= Airtel Run for Education =

Airtel Run for Education, started by Round Table India and Bharti Airtel Limited in 2014, is an annual fund raising sporting event, aimed at contributing towards the cause of providing education for the underprivileged children.

== Marathons ==

=== 2014 ===
According to the event's website, "Funds raised through the event in 2014, was used towards building classroom facilities in Vivekananda Vidya Mandir, Barasat and the recipient of the year’s aid were Sarada Sishu Mandir, Tanterberia, Howrah."

=== 2015 ===
Airtel Run for Education 2015 was held in Calcutta in association with The Telegraph. With around 7,000 participants running for the cause, the event raised around 80 lakh rupees which were donated at a school in Howrah.

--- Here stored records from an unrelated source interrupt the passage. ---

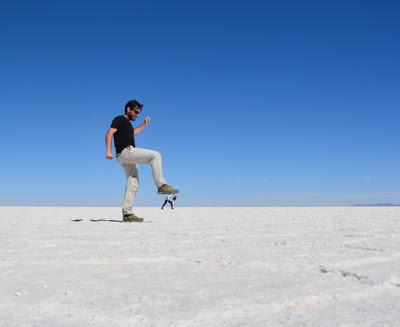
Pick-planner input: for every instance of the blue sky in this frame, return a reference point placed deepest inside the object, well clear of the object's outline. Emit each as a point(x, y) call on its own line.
point(252, 103)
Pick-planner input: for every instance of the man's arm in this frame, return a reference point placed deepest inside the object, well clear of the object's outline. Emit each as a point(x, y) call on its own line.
point(140, 128)
point(109, 136)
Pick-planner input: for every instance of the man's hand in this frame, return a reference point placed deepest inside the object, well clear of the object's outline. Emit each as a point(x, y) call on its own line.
point(109, 155)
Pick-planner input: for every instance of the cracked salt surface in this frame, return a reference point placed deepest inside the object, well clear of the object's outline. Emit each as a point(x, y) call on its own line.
point(200, 267)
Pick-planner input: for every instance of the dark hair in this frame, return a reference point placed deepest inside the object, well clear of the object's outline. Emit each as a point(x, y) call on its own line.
point(133, 104)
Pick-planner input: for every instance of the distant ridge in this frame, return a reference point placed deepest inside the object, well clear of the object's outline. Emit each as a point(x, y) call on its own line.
point(384, 204)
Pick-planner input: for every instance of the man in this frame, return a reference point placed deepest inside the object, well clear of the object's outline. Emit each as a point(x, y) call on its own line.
point(130, 157)
point(171, 200)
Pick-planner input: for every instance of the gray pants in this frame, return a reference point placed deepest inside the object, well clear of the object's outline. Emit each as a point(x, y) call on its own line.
point(130, 158)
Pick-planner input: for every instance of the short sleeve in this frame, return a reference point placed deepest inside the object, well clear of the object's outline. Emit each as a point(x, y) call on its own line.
point(116, 123)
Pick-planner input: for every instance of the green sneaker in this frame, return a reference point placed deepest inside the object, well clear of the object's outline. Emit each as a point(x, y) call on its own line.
point(132, 218)
point(166, 189)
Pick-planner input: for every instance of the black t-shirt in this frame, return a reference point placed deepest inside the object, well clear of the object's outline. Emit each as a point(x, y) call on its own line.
point(124, 134)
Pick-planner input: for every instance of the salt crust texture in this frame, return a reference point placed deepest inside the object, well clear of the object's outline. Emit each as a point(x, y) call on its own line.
point(319, 266)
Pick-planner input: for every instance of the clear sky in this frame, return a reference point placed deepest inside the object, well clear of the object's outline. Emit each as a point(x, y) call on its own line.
point(252, 102)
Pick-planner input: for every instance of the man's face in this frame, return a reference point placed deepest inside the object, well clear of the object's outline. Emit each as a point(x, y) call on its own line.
point(133, 113)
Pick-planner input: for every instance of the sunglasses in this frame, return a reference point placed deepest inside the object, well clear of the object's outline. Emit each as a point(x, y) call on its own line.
point(136, 111)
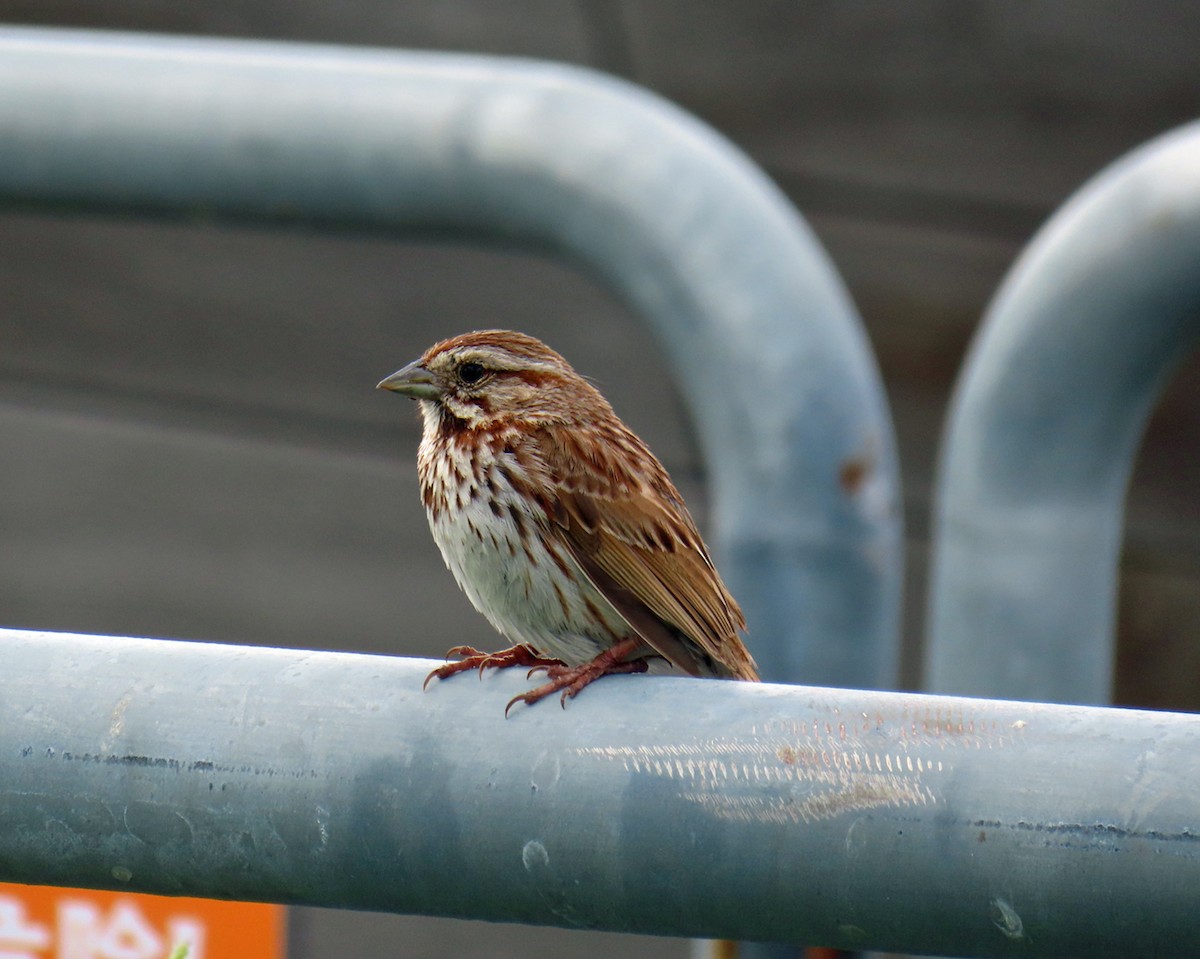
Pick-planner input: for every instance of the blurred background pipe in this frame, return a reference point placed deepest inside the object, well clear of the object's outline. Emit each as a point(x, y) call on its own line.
point(1044, 427)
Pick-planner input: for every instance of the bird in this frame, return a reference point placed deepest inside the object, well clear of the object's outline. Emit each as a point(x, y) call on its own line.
point(559, 525)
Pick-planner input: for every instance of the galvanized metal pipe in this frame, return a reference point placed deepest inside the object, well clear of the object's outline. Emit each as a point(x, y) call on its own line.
point(767, 347)
point(1044, 427)
point(676, 807)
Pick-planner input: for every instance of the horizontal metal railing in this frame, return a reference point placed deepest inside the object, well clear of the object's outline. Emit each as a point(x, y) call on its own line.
point(677, 807)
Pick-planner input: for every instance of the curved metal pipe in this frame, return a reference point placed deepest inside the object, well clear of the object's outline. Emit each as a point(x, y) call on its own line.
point(761, 334)
point(1044, 427)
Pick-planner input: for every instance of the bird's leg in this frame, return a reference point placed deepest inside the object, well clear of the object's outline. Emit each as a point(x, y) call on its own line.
point(474, 659)
point(570, 679)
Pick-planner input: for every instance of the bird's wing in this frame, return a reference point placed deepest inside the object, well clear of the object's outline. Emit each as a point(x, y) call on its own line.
point(627, 526)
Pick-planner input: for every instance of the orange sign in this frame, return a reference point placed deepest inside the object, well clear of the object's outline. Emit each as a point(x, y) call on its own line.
point(47, 922)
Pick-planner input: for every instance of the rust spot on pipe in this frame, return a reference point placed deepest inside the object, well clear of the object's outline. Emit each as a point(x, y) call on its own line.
point(852, 473)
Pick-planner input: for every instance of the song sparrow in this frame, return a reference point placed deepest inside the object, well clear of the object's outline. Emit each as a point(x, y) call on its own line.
point(558, 523)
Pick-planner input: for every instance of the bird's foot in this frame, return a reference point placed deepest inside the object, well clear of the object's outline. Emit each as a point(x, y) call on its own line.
point(477, 659)
point(570, 679)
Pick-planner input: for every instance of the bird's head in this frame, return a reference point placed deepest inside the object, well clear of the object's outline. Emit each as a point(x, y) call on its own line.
point(490, 376)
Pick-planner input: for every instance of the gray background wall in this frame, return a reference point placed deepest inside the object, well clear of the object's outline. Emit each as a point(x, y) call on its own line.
point(190, 442)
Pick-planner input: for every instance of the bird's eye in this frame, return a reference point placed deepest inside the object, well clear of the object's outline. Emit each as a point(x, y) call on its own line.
point(471, 372)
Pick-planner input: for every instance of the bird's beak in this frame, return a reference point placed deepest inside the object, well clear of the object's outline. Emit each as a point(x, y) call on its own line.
point(413, 381)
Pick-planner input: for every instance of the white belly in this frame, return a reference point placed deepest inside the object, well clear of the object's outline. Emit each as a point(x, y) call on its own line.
point(520, 585)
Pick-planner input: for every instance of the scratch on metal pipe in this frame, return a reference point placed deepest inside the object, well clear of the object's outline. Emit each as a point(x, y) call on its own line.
point(808, 771)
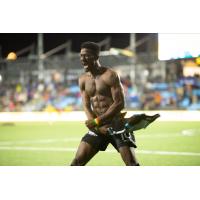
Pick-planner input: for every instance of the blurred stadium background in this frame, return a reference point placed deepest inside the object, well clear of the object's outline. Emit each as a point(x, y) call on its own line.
point(39, 74)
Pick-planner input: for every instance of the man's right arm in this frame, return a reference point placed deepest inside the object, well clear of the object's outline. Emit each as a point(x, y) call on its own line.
point(86, 99)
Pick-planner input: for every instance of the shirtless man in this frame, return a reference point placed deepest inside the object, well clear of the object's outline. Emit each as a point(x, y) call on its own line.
point(103, 100)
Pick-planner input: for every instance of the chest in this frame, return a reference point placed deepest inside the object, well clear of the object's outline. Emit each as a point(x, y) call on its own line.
point(95, 86)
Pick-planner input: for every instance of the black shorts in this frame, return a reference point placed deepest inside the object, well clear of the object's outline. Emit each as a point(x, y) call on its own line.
point(100, 141)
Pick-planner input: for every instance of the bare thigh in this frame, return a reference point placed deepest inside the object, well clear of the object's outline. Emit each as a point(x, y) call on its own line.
point(84, 153)
point(128, 156)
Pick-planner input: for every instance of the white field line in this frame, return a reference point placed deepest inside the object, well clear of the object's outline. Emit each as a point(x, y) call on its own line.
point(108, 151)
point(42, 141)
point(76, 139)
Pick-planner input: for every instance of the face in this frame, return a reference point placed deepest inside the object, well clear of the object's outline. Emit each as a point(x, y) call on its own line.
point(88, 59)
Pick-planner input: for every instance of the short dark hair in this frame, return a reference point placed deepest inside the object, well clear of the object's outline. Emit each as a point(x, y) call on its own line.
point(92, 46)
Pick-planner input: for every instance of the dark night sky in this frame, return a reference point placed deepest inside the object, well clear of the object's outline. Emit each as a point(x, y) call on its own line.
point(17, 41)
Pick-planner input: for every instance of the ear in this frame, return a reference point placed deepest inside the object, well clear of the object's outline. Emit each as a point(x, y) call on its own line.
point(122, 115)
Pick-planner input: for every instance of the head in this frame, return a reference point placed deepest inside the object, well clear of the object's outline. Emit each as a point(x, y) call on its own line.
point(89, 55)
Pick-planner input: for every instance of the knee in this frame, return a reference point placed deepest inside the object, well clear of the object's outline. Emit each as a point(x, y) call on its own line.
point(132, 163)
point(77, 161)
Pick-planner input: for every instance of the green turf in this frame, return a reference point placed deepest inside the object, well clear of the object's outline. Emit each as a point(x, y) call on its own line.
point(59, 136)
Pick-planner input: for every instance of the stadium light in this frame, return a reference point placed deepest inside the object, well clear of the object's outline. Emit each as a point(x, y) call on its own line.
point(11, 56)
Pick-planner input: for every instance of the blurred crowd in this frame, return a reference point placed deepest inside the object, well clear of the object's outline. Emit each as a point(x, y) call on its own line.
point(184, 94)
point(62, 96)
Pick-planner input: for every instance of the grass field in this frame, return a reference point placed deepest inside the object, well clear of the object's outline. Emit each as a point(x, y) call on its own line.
point(45, 144)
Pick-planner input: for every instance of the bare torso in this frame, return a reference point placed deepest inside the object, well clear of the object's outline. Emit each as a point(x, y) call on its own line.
point(99, 92)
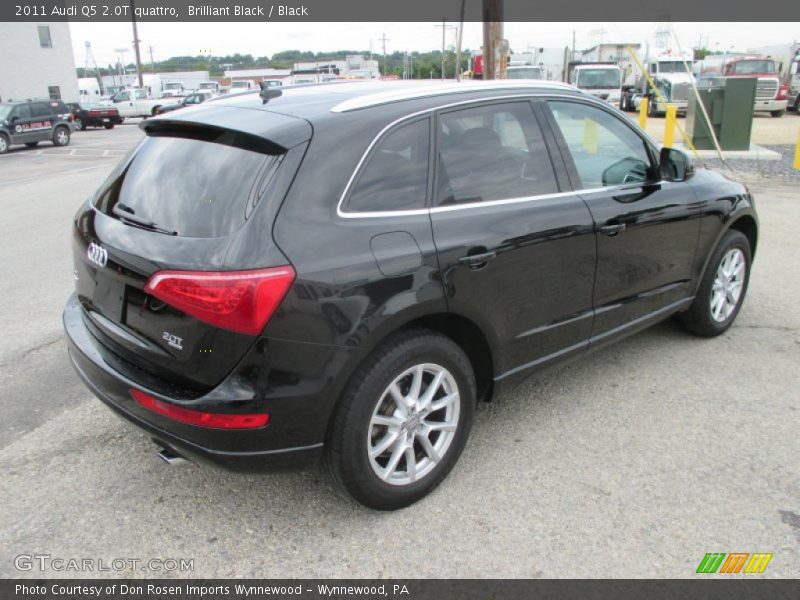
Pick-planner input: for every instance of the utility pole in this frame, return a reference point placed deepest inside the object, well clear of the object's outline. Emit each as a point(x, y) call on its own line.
point(492, 39)
point(122, 70)
point(460, 36)
point(136, 47)
point(384, 39)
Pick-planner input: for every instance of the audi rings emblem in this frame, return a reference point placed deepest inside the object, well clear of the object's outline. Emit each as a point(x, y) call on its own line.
point(97, 254)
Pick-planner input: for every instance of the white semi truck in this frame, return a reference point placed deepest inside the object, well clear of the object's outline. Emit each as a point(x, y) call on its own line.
point(601, 80)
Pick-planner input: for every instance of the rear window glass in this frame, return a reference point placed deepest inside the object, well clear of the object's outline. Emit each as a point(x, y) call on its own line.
point(190, 187)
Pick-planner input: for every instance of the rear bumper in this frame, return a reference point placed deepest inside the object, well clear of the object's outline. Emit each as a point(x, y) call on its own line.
point(292, 439)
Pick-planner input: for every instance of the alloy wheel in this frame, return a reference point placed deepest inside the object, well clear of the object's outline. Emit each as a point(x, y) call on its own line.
point(413, 424)
point(728, 285)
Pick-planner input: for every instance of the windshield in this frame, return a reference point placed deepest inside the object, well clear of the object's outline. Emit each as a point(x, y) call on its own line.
point(524, 73)
point(747, 67)
point(674, 66)
point(607, 79)
point(192, 187)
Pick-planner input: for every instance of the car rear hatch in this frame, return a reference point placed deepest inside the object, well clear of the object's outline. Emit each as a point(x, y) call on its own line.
point(196, 199)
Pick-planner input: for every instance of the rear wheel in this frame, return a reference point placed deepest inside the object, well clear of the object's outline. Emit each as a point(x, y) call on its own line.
point(722, 289)
point(403, 420)
point(61, 136)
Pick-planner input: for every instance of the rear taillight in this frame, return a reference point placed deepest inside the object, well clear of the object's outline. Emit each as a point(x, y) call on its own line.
point(199, 418)
point(241, 301)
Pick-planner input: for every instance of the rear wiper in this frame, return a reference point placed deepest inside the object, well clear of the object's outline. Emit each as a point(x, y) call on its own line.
point(149, 225)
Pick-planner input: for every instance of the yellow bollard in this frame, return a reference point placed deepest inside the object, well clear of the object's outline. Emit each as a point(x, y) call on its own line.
point(796, 164)
point(643, 113)
point(669, 126)
point(590, 136)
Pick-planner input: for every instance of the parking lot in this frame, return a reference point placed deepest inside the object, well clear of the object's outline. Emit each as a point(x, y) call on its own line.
point(634, 462)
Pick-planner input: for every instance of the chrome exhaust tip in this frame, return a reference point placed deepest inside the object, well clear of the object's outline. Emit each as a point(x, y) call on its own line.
point(170, 457)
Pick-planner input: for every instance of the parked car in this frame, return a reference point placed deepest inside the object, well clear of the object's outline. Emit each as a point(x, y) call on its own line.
point(93, 115)
point(133, 103)
point(32, 121)
point(344, 275)
point(190, 100)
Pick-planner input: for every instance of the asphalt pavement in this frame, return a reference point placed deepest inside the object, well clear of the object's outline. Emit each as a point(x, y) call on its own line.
point(633, 462)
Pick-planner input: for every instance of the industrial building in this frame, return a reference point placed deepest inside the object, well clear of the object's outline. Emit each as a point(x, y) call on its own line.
point(36, 61)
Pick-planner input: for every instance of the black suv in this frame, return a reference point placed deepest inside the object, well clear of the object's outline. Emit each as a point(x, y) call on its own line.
point(32, 121)
point(344, 270)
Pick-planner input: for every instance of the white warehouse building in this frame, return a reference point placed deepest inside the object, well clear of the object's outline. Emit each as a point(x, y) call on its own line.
point(36, 61)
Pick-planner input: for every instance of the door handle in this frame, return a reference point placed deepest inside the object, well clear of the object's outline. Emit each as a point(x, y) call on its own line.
point(476, 261)
point(612, 230)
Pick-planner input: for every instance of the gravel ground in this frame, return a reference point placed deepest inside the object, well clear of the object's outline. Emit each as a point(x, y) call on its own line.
point(774, 171)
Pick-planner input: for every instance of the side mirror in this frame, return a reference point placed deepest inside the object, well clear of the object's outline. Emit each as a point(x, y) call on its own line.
point(674, 165)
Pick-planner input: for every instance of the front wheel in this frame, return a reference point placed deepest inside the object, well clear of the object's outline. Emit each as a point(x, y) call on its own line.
point(722, 289)
point(402, 421)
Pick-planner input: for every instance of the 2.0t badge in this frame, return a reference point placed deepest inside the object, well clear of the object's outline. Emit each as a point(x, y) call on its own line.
point(97, 254)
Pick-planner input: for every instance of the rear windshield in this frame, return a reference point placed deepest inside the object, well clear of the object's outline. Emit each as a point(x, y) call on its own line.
point(187, 187)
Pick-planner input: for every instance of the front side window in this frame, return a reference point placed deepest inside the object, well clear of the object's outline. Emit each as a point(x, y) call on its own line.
point(604, 150)
point(395, 176)
point(492, 152)
point(44, 37)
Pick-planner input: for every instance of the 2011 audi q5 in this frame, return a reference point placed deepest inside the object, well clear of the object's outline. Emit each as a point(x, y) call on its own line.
point(343, 271)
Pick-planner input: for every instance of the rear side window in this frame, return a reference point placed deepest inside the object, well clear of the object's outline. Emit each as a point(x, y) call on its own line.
point(492, 152)
point(41, 109)
point(191, 187)
point(395, 176)
point(605, 150)
point(22, 111)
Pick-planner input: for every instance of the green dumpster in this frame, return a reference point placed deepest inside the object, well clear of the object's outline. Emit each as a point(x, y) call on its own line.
point(729, 103)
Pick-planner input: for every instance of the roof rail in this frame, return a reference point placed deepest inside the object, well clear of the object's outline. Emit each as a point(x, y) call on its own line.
point(439, 89)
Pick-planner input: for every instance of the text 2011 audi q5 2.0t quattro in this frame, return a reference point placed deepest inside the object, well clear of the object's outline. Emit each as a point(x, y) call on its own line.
point(344, 270)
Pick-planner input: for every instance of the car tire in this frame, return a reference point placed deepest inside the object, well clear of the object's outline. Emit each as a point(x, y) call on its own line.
point(61, 136)
point(722, 289)
point(383, 476)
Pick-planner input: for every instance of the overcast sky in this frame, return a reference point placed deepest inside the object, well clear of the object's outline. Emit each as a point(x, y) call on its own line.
point(260, 39)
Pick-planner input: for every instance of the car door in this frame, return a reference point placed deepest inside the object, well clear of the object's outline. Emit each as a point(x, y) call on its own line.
point(516, 251)
point(20, 119)
point(41, 127)
point(647, 228)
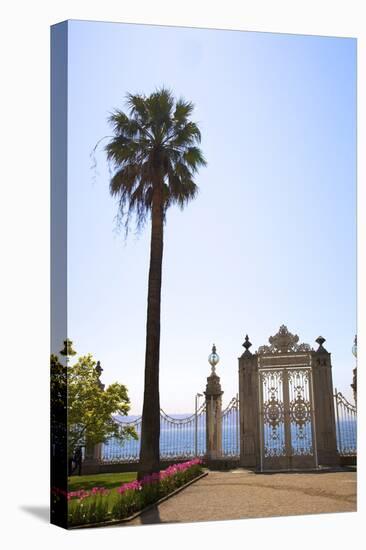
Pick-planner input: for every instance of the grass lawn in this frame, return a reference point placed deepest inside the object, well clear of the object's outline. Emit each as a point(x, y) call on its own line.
point(108, 481)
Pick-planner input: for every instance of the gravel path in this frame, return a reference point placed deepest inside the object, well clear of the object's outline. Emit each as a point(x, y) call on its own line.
point(243, 494)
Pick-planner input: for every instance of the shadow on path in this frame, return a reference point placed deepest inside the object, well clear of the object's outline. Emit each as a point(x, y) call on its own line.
point(151, 516)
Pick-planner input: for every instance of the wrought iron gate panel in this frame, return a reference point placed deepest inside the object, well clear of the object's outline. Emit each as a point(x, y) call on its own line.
point(300, 412)
point(230, 429)
point(286, 418)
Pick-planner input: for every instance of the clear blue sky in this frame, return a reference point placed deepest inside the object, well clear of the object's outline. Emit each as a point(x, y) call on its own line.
point(271, 237)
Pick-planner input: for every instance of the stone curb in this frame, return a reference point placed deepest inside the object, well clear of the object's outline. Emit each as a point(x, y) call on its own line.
point(112, 523)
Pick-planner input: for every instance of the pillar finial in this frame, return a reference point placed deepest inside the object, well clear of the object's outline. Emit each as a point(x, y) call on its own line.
point(320, 340)
point(247, 344)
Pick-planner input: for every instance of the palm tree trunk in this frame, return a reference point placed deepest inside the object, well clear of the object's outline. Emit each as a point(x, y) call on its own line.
point(150, 428)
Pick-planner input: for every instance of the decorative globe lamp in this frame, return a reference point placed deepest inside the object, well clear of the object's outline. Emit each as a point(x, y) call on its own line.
point(354, 347)
point(354, 383)
point(213, 359)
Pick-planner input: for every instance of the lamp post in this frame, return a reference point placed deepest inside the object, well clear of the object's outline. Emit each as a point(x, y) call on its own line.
point(354, 383)
point(196, 399)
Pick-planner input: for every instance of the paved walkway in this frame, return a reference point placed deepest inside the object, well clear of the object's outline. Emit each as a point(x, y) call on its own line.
point(242, 494)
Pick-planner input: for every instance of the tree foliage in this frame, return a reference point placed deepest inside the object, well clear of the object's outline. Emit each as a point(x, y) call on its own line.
point(91, 408)
point(154, 144)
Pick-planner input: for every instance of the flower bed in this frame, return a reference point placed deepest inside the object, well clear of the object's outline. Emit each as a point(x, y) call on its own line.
point(99, 505)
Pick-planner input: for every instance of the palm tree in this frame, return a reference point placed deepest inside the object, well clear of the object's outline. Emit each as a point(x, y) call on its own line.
point(155, 155)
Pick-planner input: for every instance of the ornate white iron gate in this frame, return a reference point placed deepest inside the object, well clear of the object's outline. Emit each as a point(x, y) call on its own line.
point(286, 416)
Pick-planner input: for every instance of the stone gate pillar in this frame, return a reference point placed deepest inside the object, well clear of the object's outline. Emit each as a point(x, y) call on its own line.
point(325, 425)
point(213, 396)
point(248, 403)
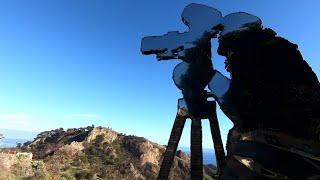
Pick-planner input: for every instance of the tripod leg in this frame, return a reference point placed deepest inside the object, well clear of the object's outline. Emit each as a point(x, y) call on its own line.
point(218, 146)
point(172, 147)
point(196, 149)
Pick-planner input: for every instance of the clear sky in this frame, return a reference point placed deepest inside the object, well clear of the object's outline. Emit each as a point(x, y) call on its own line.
point(73, 63)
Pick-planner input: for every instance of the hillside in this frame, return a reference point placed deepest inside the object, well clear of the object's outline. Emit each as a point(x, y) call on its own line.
point(98, 153)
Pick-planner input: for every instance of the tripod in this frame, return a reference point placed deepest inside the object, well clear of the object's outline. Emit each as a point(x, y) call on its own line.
point(196, 143)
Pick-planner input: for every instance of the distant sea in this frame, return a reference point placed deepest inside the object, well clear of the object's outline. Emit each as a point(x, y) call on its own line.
point(9, 143)
point(209, 156)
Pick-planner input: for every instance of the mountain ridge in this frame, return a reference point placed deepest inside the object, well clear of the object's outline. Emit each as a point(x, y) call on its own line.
point(102, 153)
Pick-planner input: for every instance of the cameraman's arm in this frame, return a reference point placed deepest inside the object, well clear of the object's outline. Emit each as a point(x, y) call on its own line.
point(219, 85)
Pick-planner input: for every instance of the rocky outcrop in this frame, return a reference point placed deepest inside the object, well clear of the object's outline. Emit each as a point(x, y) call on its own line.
point(109, 134)
point(102, 152)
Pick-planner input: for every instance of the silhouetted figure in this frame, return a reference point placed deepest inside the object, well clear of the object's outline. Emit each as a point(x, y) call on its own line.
point(274, 102)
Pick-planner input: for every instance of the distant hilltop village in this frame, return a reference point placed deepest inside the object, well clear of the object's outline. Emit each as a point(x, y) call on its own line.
point(91, 153)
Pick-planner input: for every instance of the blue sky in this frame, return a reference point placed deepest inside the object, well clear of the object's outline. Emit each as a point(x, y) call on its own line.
point(72, 63)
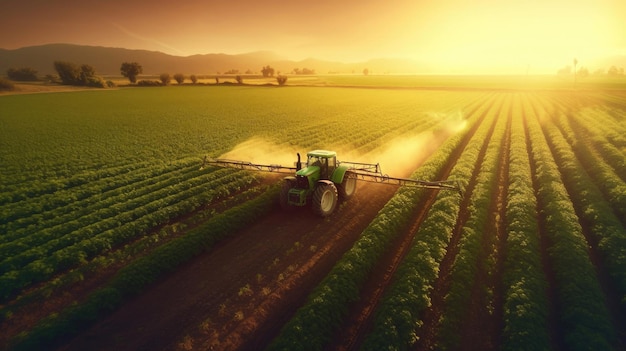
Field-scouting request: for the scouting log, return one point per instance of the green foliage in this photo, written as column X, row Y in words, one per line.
column 131, row 70
column 22, row 74
column 83, row 75
column 136, row 276
column 581, row 303
column 6, row 85
column 165, row 78
column 179, row 78
column 149, row 83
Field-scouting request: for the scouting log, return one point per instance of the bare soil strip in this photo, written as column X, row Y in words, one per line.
column 238, row 295
column 427, row 335
column 356, row 326
column 483, row 325
column 556, row 333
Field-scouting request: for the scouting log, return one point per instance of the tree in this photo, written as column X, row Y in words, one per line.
column 179, row 78
column 131, row 70
column 83, row 75
column 267, row 71
column 86, row 74
column 165, row 78
column 68, row 72
column 22, row 74
column 281, row 80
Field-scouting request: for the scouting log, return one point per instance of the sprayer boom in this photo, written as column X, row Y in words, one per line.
column 368, row 172
column 248, row 166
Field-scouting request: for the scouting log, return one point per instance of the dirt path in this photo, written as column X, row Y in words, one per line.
column 238, row 295
column 483, row 324
column 427, row 335
column 355, row 328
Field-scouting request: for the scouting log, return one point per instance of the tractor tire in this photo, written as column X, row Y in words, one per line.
column 347, row 188
column 284, row 195
column 325, row 199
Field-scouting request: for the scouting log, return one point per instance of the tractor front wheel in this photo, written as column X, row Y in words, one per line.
column 347, row 188
column 284, row 195
column 325, row 199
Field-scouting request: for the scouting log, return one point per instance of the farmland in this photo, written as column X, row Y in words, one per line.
column 113, row 237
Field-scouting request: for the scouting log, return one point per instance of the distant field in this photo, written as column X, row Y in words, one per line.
column 102, row 195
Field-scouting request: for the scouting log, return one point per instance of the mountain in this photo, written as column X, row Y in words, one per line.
column 107, row 61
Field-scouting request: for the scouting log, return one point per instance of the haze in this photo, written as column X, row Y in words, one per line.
column 445, row 36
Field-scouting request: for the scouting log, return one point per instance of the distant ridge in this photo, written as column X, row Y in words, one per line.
column 107, row 61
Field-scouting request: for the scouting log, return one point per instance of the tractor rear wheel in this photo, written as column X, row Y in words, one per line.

The event was divided in three parts on the basis of the distance covered with around 300 participants registering for the 21 km run, which was the longest in the event. Second race was nearly 10 km, with the last one being able to grab the maximum number of participants, counting to 5,500, the round was 5 km long. With a completion time of 1.11.34 hours, Daniel Langat, a professional runner from Kenya, won the 21 km race, getting an award with a cash prize of Rs 35,000. The races were flagged off by the guest at the event, Kiran Bedi.

=== 2016 ===
Airtel Run for Education 2016 was held on 27 November in Calcutta. The event included seven panel members including Michelle Kakade, Vir Inder Nath, CEO of Bharti Airtel West Bengal and Odisha, Subir Saha, Director of Medfit, Manpreet Singh, Round Table India National President, Kunal Khilani, race director and marathon convener, Sandeep Harabjanka, RTI area IV chairman, Shobhan Kumar, Hyatt director of operations, with Sonika Chuahan as an anchor.

== Round Table India ==
Round Table India (RTI) is a non-political and non-sectarian organization of people aged between 18 and 40. The organization is aimed at uplifting the underprivileged children. The organization claims to be donating the money earned to freedom through education projects.

The RTI actively helped people by distributing relief material in the flood-affected areas of Jorhat and Golaghat relieving 1,200 families. In association with the NGO, Robin Hood Army, RTI, under the campaign "Freedom from Hunger", distributed 70,000 packets of food among the underprivileged.